The Mireces worship the bloodthirsty Red Gods. Exiled from Rilpor a thousand years ago, and left to suffer a harsh life in the cold mountains, a new Mireces king now plots an invasion of Rilpor’s thriving cities and fertile earth.
Dom Templeson is a Watcher, a civilian warrior guarding Rilpor’s border. He is also the most powerful seer in generations, plagued with visions and prophecies. His people are devoted followers of the god of light and life, but Dom harbors deep secrets, which threaten to be exposed when Rillirin, an escaped Mireces slave, stumbles broken and bleeding into his village.
Meanwhile, more and more of Rilpor’s most powerful figures are turning to the dark rituals and bloody sacrifices of the Red Gods, including the prince, who plots to wrest the throne from his dying father in the heart of the kingdom. Can Rillirin, with her inside knowledge of the Red Gods and her shocking ties to the Mireces King, help Rilpor win the coming war?
Firstly, a big thank you to HarperCollins for sending me an ARC copy of this book for review. Up until a couple of months ago I didn’t know anything about the release of Godblind, but as soon as I read the synopsis for it I knew I would thoroughly enjoy it.

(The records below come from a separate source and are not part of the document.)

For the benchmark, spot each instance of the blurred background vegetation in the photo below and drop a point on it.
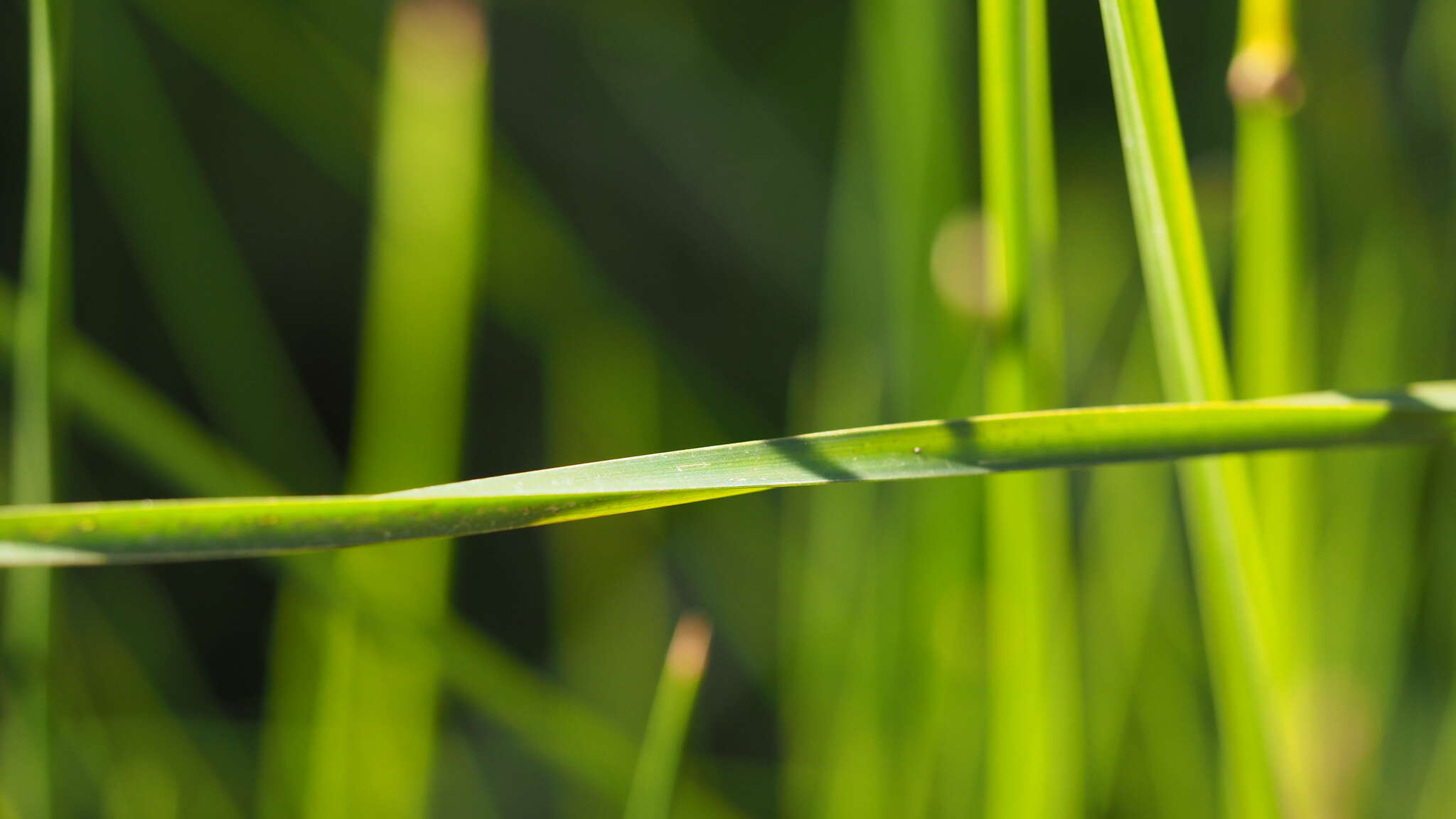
(612, 228)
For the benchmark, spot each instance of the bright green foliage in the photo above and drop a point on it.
(411, 412)
(651, 795)
(41, 311)
(198, 530)
(1032, 648)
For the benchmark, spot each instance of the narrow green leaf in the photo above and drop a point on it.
(1034, 744)
(201, 530)
(410, 422)
(1246, 652)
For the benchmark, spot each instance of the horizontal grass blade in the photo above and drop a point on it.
(223, 528)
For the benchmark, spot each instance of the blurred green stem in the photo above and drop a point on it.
(378, 688)
(40, 319)
(655, 777)
(1275, 328)
(1241, 614)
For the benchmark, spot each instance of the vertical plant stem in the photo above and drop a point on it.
(40, 318)
(1275, 327)
(1034, 741)
(911, 710)
(379, 688)
(655, 777)
(1242, 636)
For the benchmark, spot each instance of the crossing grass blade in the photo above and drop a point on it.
(1034, 716)
(1247, 641)
(229, 528)
(410, 422)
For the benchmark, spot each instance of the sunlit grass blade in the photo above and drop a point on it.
(200, 530)
(606, 580)
(411, 408)
(907, 714)
(1242, 616)
(1034, 738)
(41, 315)
(1275, 323)
(558, 727)
(655, 777)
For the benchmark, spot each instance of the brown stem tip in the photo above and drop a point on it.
(1265, 77)
(687, 652)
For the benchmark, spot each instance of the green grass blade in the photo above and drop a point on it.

Upon reading the first chapter, I was immensely blown away by the world and characters I was reading about, as Anna Stephens’ writing style and the world she has crafted naturally just draws you in and makes you want to keep reading more and more.
One aspect I found a double-edged sword is the amount of characters you are introduced to throughout the book (13 was my final count), and the final character doesn’t get introduced until approximately the page 130 mark. Due to this I initially found it quite difficult to remember all the characters, but once I started to learn more about them and their own personality quirks/ traits, I quickly came to recognise who I was reading about.
The reason why I said it was a double-edged sword is because even though I found it initially difficult to remember who a character was, I still thoroughly enjoyed reading about them and I don’t think there was a single character that I didn’t like. Anna Stephens’ concept of characterization is truly inspiring and she constantly keeps you invested in what is happening to them and world around them. Out of all of the characters, my favourite would be either Rillirin or Dom. There are an increasingly number of authors whose books involve strong female characters and Godblind is definitely a pure joy to read from a female perspective, as they don’t stick to the traditional trope, and it is for this reason that why Rillirin is one of my favourite characters.
From the first moment you dive into the world of Rilpor you are quickly dropped into a very important scene in the book, and for me I don’t believe there was a single scene that was unnecessary or slow paced. I have read many authors that have a hard time finding that perfect balance between having necessary scenes and keeping a consistent pace throughout the course of the book. This I believe is one this book’s greatest strengths, because you never want to put the book down as you are always wanting to know more. When it comes to a fight scene you are truly gripped, as they written in a very natural and progressive aspect as a real life battle would be. As I mentioned above coming to grips with the amount of characters can be difficult at first but the story and the short chapters make it very easy read the book and get yourself lost in the world.
The interest in grimdark books is consistently climbing and Godblind fits perfectly within that genre and all the great authors. It is a true joy to read and Anna Stephens is truly a fantastic writer and one to watch. If you are looking for a new grimdark or even a new fantasy book to read then I would highly recommend that you read Godblind as it is a fantastic book that will not let you go from the moment you read that first chapter.